I WAS SWIMMING with friends in a creek when our host led us to a waterfall where a blanket of water dumped into a deep pool. The only way to get to the small cavern behind the fall was to swim below the churning surface. My friends dove under and popped up happily behind the curtain of water. I tried, but the water pounded my back and pushed me back to where I started. The next time, I approached it sideways and reached out my hand for a friend to pull me through.

This memory was fresh when I talked with Ashley M. Jones, poet laureate of Alabama. Her latest book Lullaby for the Grieving is a collection of poems that plumb the depths of grief over her father’s passing as well as grief for the horrors of slavery in American history and ongoing genocide in Gaza.

She told me the title came during a workshop that poet Palavi Ahuja led along the Sipsey River in western Alabama. After a hike, Ahuja asked participants to write a lullaby. For Jones, a lullaby is less about how to get to sleep, and more about “describing where you are ... where you could be and giving you a pathway to pause.”

Swimming upstream wasn’t working; it almost pulled me under.

We all need sleep, but as Jones described it, “sometimes rest can be finding a better way to move through. Like instead of always going directly against the current, is there another way to do the thing we’re trying to do?”

Her words brought me back to the waterfall. Swimming upstream wasn’t working; it almost pulled me under. As soon as my friend pointed out another way and reached out a hand, I found a place of rest.

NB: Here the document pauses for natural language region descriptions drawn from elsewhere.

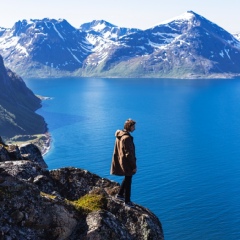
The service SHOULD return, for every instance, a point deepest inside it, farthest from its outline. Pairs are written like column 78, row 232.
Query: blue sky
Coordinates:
column 141, row 14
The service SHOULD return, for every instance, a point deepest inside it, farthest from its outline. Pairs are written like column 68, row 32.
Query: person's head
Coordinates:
column 129, row 125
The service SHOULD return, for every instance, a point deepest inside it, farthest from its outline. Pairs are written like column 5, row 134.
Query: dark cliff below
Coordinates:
column 67, row 203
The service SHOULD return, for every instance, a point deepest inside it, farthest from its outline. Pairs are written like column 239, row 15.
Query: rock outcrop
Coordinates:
column 37, row 203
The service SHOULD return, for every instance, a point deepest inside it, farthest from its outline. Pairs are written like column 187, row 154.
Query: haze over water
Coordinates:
column 187, row 141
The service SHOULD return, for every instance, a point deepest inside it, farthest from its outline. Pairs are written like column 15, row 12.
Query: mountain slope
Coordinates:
column 186, row 46
column 17, row 106
column 48, row 45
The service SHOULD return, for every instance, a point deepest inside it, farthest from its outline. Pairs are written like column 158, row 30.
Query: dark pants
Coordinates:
column 125, row 188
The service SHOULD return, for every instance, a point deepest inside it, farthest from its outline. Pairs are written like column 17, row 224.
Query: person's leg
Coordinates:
column 122, row 188
column 127, row 186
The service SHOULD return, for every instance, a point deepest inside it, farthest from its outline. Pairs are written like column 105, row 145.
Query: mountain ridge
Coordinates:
column 187, row 46
column 17, row 106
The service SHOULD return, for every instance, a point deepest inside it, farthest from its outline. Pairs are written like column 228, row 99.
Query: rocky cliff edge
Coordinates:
column 67, row 203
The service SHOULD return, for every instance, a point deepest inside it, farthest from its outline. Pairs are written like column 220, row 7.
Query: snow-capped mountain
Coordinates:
column 186, row 46
column 106, row 30
column 45, row 44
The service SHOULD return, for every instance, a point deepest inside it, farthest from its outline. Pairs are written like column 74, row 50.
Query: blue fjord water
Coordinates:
column 187, row 141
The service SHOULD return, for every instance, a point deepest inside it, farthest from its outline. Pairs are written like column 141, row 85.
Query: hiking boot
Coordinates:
column 121, row 198
column 130, row 204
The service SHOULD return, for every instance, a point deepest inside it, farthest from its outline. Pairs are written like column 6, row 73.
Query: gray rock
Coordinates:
column 38, row 204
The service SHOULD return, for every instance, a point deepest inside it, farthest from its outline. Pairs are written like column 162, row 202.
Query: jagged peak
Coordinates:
column 96, row 25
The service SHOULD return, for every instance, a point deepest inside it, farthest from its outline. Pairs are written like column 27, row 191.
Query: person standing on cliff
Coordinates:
column 124, row 161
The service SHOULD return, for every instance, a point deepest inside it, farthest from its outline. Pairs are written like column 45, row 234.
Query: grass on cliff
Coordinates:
column 90, row 203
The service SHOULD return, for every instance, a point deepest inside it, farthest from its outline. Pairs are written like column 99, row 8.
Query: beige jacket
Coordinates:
column 124, row 159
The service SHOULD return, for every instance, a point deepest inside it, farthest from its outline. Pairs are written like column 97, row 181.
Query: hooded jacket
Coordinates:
column 124, row 159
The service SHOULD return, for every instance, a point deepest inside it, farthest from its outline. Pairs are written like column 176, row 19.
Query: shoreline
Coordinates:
column 42, row 141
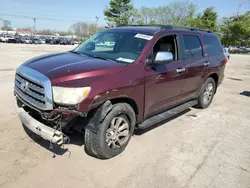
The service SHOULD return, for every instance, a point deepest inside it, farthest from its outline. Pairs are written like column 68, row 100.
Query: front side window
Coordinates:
column 213, row 45
column 166, row 44
column 193, row 48
column 121, row 46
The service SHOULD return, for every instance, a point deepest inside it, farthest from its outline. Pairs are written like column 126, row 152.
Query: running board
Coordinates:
column 166, row 115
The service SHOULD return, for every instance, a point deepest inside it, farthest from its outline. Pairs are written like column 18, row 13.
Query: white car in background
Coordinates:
column 226, row 53
column 5, row 38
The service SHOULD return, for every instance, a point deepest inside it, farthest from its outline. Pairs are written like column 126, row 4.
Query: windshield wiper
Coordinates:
column 74, row 52
column 103, row 58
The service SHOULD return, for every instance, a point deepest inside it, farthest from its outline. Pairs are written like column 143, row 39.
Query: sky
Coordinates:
column 63, row 13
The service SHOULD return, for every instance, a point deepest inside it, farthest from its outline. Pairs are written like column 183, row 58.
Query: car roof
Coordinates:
column 151, row 30
column 140, row 29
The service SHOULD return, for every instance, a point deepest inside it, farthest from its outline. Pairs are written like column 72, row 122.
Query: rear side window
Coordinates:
column 213, row 45
column 193, row 47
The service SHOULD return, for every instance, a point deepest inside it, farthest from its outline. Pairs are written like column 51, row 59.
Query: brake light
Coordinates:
column 225, row 60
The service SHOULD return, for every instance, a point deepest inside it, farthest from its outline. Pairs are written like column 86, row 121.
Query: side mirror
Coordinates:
column 163, row 58
column 90, row 46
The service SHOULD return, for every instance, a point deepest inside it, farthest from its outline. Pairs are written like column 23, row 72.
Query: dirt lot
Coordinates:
column 201, row 148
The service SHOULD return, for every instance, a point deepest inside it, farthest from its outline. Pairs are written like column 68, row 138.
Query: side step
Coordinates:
column 167, row 114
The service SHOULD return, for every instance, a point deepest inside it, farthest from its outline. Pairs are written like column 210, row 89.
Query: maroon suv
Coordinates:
column 119, row 79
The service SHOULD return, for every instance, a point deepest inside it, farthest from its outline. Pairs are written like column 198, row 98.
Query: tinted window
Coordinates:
column 193, row 47
column 213, row 45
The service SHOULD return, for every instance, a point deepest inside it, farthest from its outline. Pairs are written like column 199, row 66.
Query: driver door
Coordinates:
column 163, row 84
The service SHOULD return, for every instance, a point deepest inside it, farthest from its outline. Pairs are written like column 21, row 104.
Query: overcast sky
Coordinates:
column 60, row 14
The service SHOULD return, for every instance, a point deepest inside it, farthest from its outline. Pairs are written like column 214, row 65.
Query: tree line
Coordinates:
column 234, row 30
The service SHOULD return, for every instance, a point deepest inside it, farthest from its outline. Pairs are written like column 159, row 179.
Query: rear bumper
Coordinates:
column 40, row 129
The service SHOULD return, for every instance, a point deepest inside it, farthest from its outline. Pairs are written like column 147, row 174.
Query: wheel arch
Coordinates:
column 215, row 76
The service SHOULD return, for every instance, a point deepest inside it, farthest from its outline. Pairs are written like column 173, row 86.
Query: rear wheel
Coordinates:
column 207, row 93
column 113, row 134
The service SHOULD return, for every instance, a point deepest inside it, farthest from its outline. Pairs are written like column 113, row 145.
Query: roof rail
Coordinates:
column 152, row 25
column 186, row 28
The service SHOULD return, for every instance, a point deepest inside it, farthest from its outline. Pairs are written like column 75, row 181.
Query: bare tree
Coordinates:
column 176, row 13
column 83, row 29
column 6, row 25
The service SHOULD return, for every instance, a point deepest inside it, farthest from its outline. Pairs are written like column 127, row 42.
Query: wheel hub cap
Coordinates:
column 208, row 93
column 118, row 132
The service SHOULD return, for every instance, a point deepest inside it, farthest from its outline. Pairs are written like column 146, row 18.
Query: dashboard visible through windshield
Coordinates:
column 121, row 46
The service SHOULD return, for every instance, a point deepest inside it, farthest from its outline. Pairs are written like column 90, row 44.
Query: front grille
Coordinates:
column 34, row 88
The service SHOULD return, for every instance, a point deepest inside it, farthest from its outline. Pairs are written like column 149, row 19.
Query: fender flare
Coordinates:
column 99, row 115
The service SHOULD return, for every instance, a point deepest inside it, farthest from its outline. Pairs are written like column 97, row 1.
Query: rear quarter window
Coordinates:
column 213, row 45
column 193, row 48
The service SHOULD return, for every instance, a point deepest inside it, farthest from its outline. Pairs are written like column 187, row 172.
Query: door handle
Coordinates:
column 207, row 63
column 180, row 70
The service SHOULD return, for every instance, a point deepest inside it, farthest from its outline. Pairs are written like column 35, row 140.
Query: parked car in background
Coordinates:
column 27, row 40
column 36, row 41
column 5, row 38
column 226, row 53
column 149, row 74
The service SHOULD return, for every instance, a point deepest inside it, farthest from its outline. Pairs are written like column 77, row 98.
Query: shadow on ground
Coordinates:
column 78, row 138
column 245, row 93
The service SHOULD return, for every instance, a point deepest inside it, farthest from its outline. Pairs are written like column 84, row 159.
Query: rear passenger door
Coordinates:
column 214, row 53
column 194, row 64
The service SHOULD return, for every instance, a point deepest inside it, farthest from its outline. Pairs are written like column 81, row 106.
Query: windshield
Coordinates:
column 122, row 46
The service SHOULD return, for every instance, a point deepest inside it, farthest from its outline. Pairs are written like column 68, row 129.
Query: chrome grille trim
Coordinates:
column 31, row 85
column 37, row 90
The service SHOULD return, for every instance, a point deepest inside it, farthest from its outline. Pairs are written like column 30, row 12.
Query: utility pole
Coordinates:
column 97, row 20
column 34, row 25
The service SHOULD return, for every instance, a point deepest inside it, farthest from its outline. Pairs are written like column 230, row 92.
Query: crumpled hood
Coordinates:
column 65, row 66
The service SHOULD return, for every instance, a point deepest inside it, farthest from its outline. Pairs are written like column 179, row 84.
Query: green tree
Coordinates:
column 236, row 30
column 206, row 20
column 119, row 12
column 176, row 13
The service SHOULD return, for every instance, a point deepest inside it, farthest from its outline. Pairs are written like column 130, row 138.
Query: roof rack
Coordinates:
column 141, row 25
column 168, row 27
column 186, row 28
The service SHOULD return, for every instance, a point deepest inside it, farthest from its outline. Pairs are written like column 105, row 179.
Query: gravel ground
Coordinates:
column 200, row 148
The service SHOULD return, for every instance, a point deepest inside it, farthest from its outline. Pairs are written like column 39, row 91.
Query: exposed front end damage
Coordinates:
column 50, row 125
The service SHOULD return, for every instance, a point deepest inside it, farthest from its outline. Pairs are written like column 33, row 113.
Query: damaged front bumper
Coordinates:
column 46, row 132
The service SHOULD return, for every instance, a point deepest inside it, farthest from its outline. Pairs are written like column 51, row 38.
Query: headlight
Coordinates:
column 70, row 96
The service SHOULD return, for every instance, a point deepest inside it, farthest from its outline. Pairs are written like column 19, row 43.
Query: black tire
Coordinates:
column 201, row 103
column 95, row 142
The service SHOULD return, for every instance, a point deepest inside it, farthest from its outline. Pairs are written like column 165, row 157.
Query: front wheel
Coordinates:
column 207, row 93
column 113, row 134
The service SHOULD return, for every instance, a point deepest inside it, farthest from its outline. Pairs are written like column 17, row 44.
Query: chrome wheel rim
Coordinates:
column 117, row 133
column 208, row 93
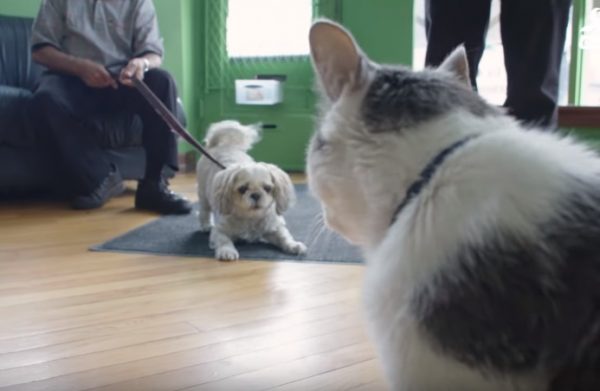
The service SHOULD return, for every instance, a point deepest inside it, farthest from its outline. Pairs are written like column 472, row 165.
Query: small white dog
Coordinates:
column 247, row 199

Jones talked about her grief as a “very strong current,” one that she “can’t just walk straight through.” Her metaphor was a helpful reminder that even on dry land it is hard not to feel smothered by the deluge of bad news, cruel politics, and personal griefs strong enough to sink us. “I’m not powerful enough some days to just dive right in. So I have to find a way around,” she said.

In the titular poem she wrote by the river, Jones describes her navigation of grief’s uncertain terrain:

small steps, like prayers— 
each one a hope exhaled 
into the trees. please, 
let me enter. please, let me 
leave whole.

As an activist, Jones sees her poetry as “a way to take another current,” a way to call out injustice and inspire social transformation. “I’m not a politician,” she said, “I never will be. I don’t think that’s always the most effective way to do anything, really. I don’t think arguing is always the best way to talk about something difficult.”

Whether it’s a poem, a prayer, a song, or a friend’s hand reaching out, it is good to know there is a way through.